Robots are getting smarter and more complex, with rapid progress in mechatronics, machine learning, and artificial intelligence (AI). Robots are learning to perceive better, do nimble tasks skillfully, and interact effectively with people around them. The advent of collaborative robots that can work alongside humans without cages is opening up new paradigms for teaching new skills to robots through demonstration. These transformational developments are giving rise to new business opportunities in the space of flexible assembly lines, smarter automated warehouses and distribution centers, as well as intelligent retail stores. New business models, such as Robotics-as-a-Service (RaaS), are emerging with the ability to scale up and down on demand, in place of a CAPEX-oriented acquisition of such systems.
The largest e-commerce businesses are delivering millions of packages a day. However, there are periodic reports about poor working conditions at fulfilment centers, some even decrying the fact that humans are being worked like robots. There are other jobs where humans can profit from a helping hand; truck loaders and baggage handlers everywhere are prone to musculoskeletal problems, apart from accidents and other hazards.
These jobs are not going away, as we demand that more goods be delivered at our doorsteps in a matter of hours. The market is opening up for robots. According to current market research1,2, the global industrial robotics market will increase from about $40 billion to $70 billion during 2016–2023 at a compound annual growth rate (CAGR) of about 10%. The collaborative robot (cobot) market is also increasing—at a rate of about 56% (CAGR)—and will reach about $4 billion by 2023, indicating aggressive adoption of cobots.3 With these emerging trends, we at TCS Research have focused on the following specific areas related to robotics:
Robots for warehouses and shop floors
Automated pick-and-place robots for e-commerce fulfillment centers: Based on the order list received from a user, this robot is capable of identifying and picking the items directly from the rack and putting them into the packing box, which is then shipped to the user. Some of the core technologies developed for this project include a deep learning-based system for recognizing and segmenting thousands of stock-keeping units (SKUs) in a clutter, computing
necessary motion trajectories for robot end-effectors to reach targets while avoiding obstacles en route, and space optimization within shipping boxes. Alternatively, several e-tailers use a highly autonomous and dense goods-topicker model.4 The process starts when the robots send item totes to picking stations where autonomous robots pick and pack the final order by undertaking semantic and/or instance segmentation, optimal grasping, and final packing into shipping boxes.

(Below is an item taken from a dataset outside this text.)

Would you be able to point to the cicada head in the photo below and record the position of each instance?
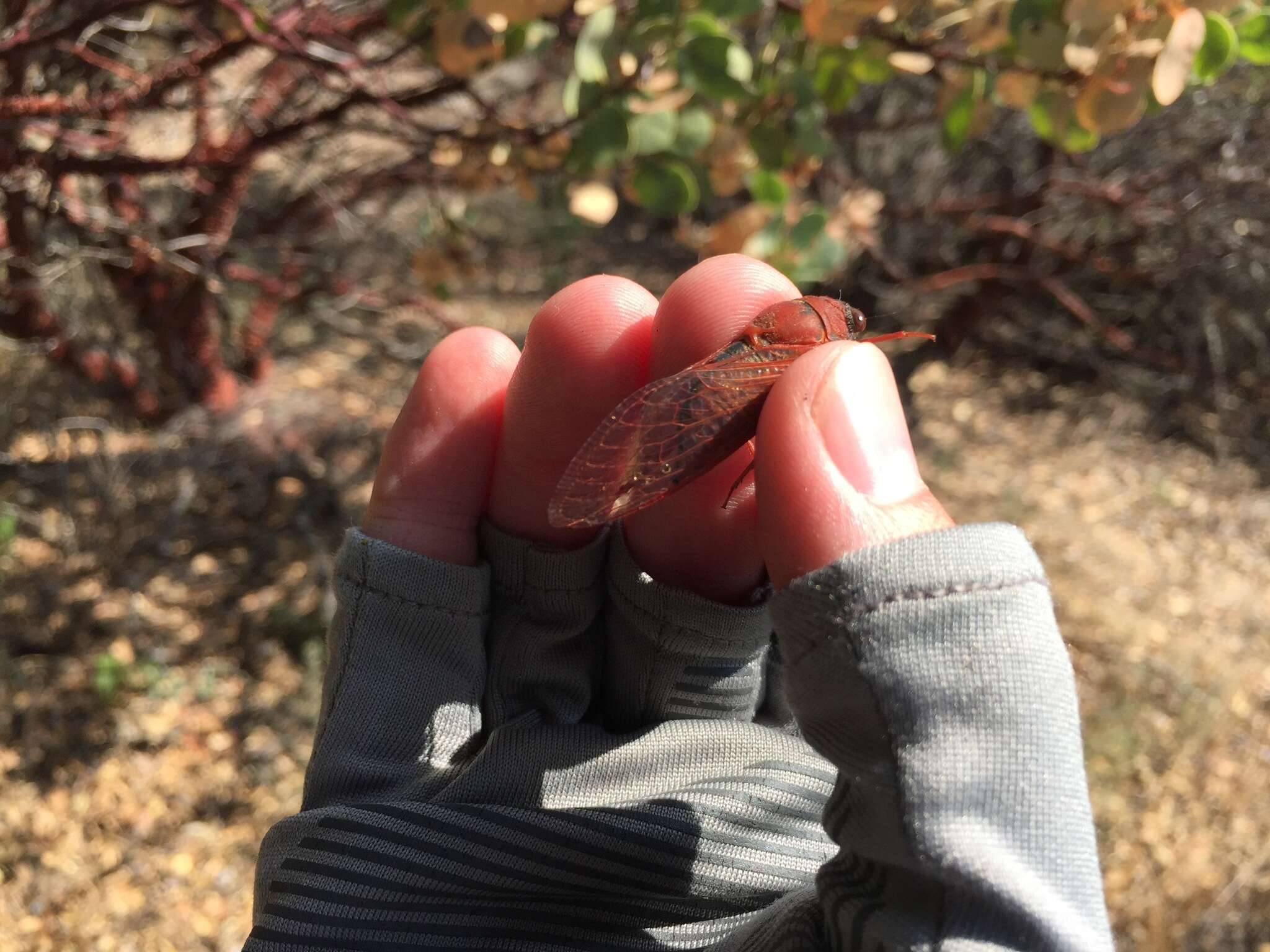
(842, 320)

Automated Truck Loose-Loading Systems (ATLS): We explore the automation of manual processes involved in loose loading or unloading trucks and palletizing and de-palletizing goods by using robots in a closed-loop operation. Some of the challenges include identifying the size and shape of packets in a cluttered environment and poor illumination. High throughput is essential while ensuring closed-space packing with minimum failures. Dealing with dynamic and unstructured environments is a key requirement. The ATLS solves a huge problem: efficient utilization of transport by dead-pile or loose loading (95%), as compared to standard pallets (60%), provided the robotic loading and unloading matches forklift-driven operations speed.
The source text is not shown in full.